4.5.3 Welche „lukrativeren Käuferschichten“ nach Ansicht der Schuldnerin zu kontaktieren gewesen wären, bleibt ebenso unsubstantiiert wie auch die Behauptung, eine internationale Vermarktung hätte einen höheren Erlös erbracht.
4.5.4 Die Masseverwalterin hat ihre Verkaufsbemühungen transparent und nachvollziehbar dargelegt. Diese können keineswegs als unvollständig beurteilt werden.
Die Verkaufsbemühungen der Masseverwalterin zeigten entgegen der Argumentation der Schuldnerin, dass trotz aktiver Vermarktung durch eine Immobilienmaklerin und einer hohen Zahl an Anfragen lediglich ein Angebot für das unbefristet vermietete Erdgeschossobjekt zu einem über dem Schätzwert liegenden Preis gelegt wurde.
4.5.5 Auch in ihrer Argumentation hinsichtlich der Verkaufsdauer behauptet die Schuldnerin lediglich, dass eine bessere Verwertung möglich gewesen wäre. Eine Bescheinigung dazu bleibt sie aber ebenso schuldig wie auch substanziierte Anhaltspunkte für die „bessere“ Verwertung. Der beabsichtigte Verkauf der gegenständlichen Liegenschaft war zwischen 25.10.2024 und 3.6.2025 veröffentlicht, sodass keine zu kurze Vermarktungsdauer gegeben war.
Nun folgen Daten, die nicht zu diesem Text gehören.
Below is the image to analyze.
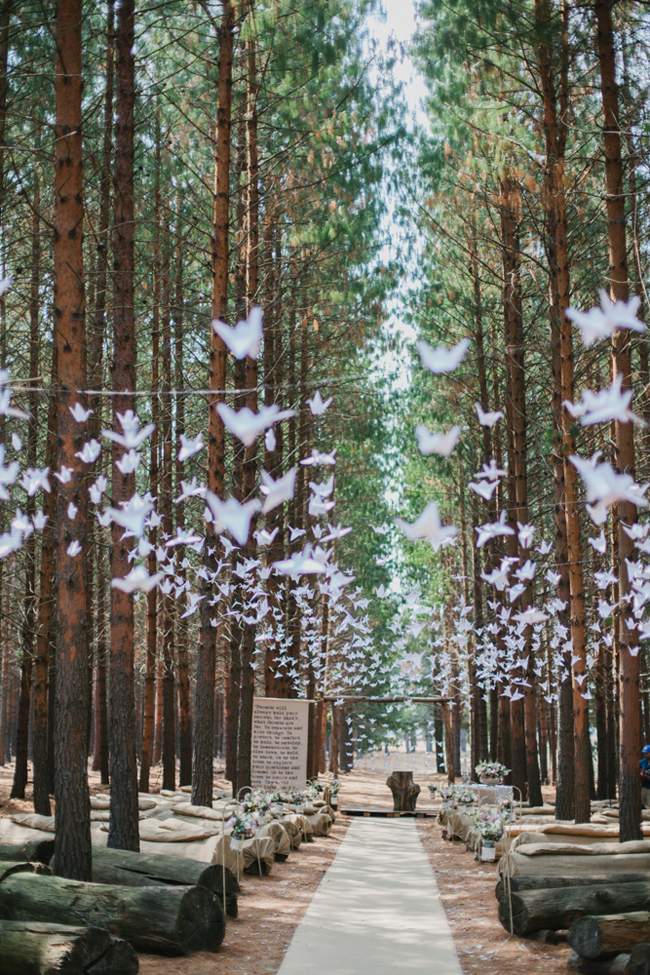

5. Zusammengefasst stellte die Schuldnerin dem Konzept der Masseverwalterin kein überprüfbar besseres Konzept gegenüber, sondern stellte lediglich unsubstantiierte Behauptungen auf. Auf die allgemein bekannte problematische Situation am Immobilienmarkt kann verwiesen werden. Das Rekursgericht hegt keine Bedenken an der Zweckmäßigkeit der gegenständlichen Verwertung und des vorliegenden Kaufvertrags. Dem Rekurs bleibt ein Erfolg somit versagt.
6. Der Ausspruch über die Unzulässigkeit des Revisionsrekurses beruht auf § 528 Abs 2 Z 2 ZPO iVm § 252 IO.